The Sears patent was filed in February 1999.

NFC hit back, claiming that the inventor of the ‘551 patent, Bruno Charrat, had reduced the invention to practice in November 1998, before Sears’s priority date.

NFC’s general theory was that Charrat had conceived the invention by June 1998, and then worked with a team to design a device embodying the invention.

According to NFC, by September 1998, Charrat had sufficiently developed the device and so commissioned chip fabrication company Concept Electronique (CE) to generate printed circuit board layouts for the device (a prototype).

But, in its final written decision, the PTAB held that NFC hadn’t “adequately demonstrated” that Charrat had reduced the invention to practice before Sears’s priority date.

“The board reasoned that CE had reduced the invention to practice because it, not Charrat, had physically created the prototype,” said Circuit Judge Alan Lourie, speaking on behalf of the Federal Circuit.

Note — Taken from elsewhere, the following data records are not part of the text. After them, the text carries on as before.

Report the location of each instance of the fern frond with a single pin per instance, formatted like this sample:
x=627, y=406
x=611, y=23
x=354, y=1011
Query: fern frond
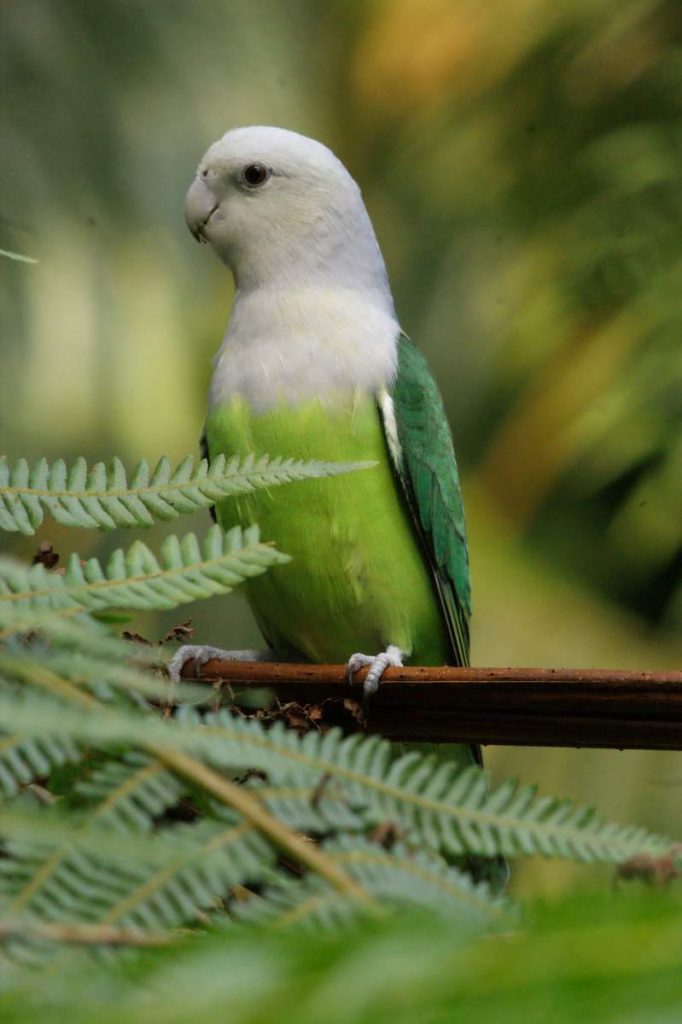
x=104, y=497
x=445, y=808
x=197, y=865
x=136, y=579
x=130, y=793
x=399, y=878
x=25, y=758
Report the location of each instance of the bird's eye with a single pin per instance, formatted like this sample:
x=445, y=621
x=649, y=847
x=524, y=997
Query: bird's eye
x=254, y=175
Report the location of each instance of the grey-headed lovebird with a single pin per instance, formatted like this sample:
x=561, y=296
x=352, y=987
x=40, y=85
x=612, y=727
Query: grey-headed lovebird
x=313, y=365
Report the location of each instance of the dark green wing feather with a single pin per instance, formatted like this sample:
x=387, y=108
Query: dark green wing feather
x=203, y=449
x=424, y=459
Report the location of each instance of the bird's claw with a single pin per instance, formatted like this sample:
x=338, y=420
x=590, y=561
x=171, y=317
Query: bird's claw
x=377, y=664
x=201, y=653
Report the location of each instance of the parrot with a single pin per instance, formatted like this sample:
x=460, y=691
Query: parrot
x=314, y=366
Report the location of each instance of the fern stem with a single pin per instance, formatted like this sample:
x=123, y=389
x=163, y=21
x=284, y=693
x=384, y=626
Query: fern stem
x=240, y=800
x=76, y=933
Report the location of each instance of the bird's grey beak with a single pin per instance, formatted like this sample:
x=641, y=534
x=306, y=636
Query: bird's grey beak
x=200, y=205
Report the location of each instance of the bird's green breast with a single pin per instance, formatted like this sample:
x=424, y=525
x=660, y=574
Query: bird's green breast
x=357, y=580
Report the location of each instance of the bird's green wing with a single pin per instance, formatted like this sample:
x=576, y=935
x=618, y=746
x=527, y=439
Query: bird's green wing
x=421, y=448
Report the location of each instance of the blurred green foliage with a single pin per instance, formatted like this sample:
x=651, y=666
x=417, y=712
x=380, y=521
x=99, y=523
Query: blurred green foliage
x=522, y=163
x=592, y=957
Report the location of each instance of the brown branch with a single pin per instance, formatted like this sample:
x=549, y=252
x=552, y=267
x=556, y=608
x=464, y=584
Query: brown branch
x=519, y=707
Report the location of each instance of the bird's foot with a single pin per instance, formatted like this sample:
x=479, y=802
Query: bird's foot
x=201, y=653
x=377, y=666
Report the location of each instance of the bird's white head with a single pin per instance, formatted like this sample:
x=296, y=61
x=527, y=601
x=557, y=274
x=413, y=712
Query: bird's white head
x=283, y=211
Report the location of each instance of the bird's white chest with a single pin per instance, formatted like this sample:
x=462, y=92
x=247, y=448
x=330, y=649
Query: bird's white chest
x=293, y=345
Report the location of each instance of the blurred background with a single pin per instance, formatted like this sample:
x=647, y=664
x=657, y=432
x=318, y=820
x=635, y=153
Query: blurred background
x=522, y=164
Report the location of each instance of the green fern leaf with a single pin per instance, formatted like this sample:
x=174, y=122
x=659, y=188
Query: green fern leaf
x=102, y=497
x=444, y=808
x=399, y=877
x=135, y=579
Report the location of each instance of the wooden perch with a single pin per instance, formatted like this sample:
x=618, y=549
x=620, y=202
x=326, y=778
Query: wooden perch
x=519, y=707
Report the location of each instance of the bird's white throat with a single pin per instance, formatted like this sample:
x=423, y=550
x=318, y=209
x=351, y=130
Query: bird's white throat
x=292, y=345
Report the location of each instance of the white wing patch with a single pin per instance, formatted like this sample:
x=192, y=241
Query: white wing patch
x=387, y=410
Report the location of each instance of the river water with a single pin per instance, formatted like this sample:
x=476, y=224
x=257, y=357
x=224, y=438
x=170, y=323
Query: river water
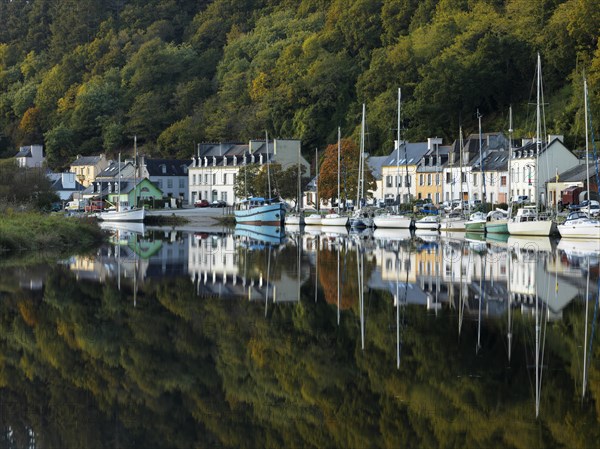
x=258, y=337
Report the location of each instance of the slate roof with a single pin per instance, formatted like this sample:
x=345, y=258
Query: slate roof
x=375, y=164
x=576, y=174
x=112, y=169
x=174, y=167
x=56, y=184
x=24, y=152
x=86, y=160
x=409, y=154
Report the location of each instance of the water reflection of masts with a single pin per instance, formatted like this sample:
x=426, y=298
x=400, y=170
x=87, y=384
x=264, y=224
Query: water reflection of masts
x=587, y=298
x=268, y=280
x=360, y=270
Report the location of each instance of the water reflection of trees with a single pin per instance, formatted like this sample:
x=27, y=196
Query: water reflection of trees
x=83, y=367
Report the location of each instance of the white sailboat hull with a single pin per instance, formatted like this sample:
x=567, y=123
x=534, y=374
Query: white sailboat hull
x=125, y=215
x=312, y=220
x=334, y=220
x=427, y=224
x=294, y=220
x=452, y=224
x=534, y=227
x=589, y=230
x=393, y=221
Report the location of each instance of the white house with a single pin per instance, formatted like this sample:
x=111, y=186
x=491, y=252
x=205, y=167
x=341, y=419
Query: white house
x=535, y=163
x=213, y=171
x=30, y=156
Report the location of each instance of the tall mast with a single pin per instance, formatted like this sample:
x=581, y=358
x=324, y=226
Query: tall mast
x=268, y=165
x=135, y=174
x=398, y=152
x=587, y=159
x=461, y=170
x=339, y=151
x=483, y=197
x=510, y=135
x=538, y=131
x=318, y=203
x=298, y=205
x=359, y=193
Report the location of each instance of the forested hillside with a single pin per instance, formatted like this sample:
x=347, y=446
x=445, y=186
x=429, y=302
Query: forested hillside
x=85, y=76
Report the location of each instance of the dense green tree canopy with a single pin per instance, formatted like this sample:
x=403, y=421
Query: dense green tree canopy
x=178, y=72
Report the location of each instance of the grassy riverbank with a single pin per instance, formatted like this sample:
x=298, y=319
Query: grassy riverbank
x=35, y=231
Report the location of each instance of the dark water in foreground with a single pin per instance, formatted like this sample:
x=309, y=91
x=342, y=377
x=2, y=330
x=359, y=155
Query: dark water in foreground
x=215, y=338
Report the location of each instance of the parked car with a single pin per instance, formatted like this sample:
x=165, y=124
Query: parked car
x=583, y=205
x=591, y=208
x=522, y=199
x=428, y=209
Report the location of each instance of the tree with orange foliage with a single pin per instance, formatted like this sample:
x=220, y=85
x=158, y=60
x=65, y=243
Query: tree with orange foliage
x=349, y=162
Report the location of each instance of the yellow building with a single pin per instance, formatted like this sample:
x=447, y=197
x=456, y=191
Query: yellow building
x=86, y=168
x=399, y=172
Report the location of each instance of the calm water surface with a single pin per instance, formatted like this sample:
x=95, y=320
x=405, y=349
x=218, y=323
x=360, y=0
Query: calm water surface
x=312, y=338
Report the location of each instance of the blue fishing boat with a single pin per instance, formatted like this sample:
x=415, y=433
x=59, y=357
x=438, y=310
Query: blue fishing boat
x=259, y=211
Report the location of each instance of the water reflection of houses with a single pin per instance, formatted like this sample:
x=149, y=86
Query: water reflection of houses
x=219, y=266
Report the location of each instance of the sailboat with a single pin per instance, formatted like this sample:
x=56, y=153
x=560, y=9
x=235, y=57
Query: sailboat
x=335, y=218
x=296, y=218
x=124, y=213
x=498, y=219
x=578, y=224
x=477, y=220
x=315, y=219
x=528, y=221
x=361, y=218
x=258, y=210
x=396, y=220
x=455, y=221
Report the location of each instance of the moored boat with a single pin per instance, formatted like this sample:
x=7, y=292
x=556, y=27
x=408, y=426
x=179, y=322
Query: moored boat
x=334, y=219
x=579, y=225
x=430, y=222
x=133, y=214
x=476, y=222
x=497, y=222
x=397, y=221
x=258, y=211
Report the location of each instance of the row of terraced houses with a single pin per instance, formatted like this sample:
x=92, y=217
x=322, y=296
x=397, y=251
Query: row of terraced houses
x=477, y=170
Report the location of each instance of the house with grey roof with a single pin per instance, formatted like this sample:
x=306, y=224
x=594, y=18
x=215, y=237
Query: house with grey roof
x=86, y=168
x=215, y=167
x=534, y=164
x=399, y=171
x=65, y=185
x=169, y=175
x=30, y=156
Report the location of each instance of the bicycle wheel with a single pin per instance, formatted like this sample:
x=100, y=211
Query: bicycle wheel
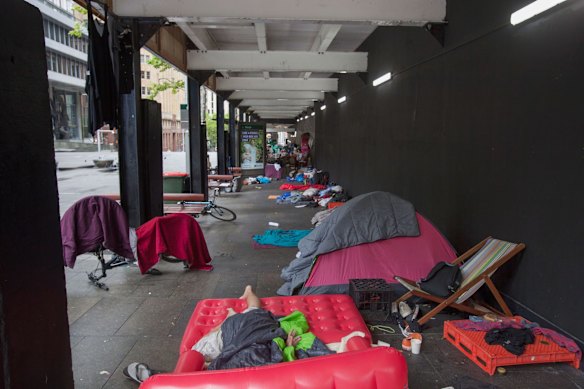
x=222, y=213
x=170, y=258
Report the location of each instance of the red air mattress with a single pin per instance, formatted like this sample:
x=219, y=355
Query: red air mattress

He added: “For Charrat to receive the benefit of that reduction to practice, the board read our precedents as requiring that Charrat conceived the claimed invention and communicated the underlying subject matter to CE.”

The PTAB then found that NFC hadn’t introduced sufficient evidence that Charrat had “conceived the subject matter of the claims”.

It concluded that claims 1–3 and 5 of the patent were unpatentable as obvious.

NFC appealed, and Joseph Matal, director of the US Patent and Trademark Office, intervened.

After Matal intervened but before filing its own brief, HTC settled its dispute with NFC and, as part of the settlement, agreed not to participate in the appeal.

NFC claimed that the board should not have addressed the inurement issue because it was not raised by the parties, that NFC had provided sufficient evidence corroborating Charrat’s conception to establish inurement, and that the board had erred by evaluating evidence using interference standards for determining priority of invention.

However, the court limited its analysis to the board’s findings and conclusions relating to Charrat’s conception.

The Federal Circuit agreed with NFC that the company had established conception by Charrat.

“We determine that the board’s findings as to the contents of the documents are either inconsistent with the documents themselves or do not adequately consider the portions of the documents that support corroboration, and are therefore not supported by substantial evidence,” said Lourie.

The court found that the PTAB had erred in concluding that NFC had submitted inadequate evidence of conception, adding that the board’s analysis “raises the question of who, if not Charrat, designed the prototype”.

Lourie said: “Under the rule of reason, the totality of the evidence establishes the credibility of Charrat’s account.”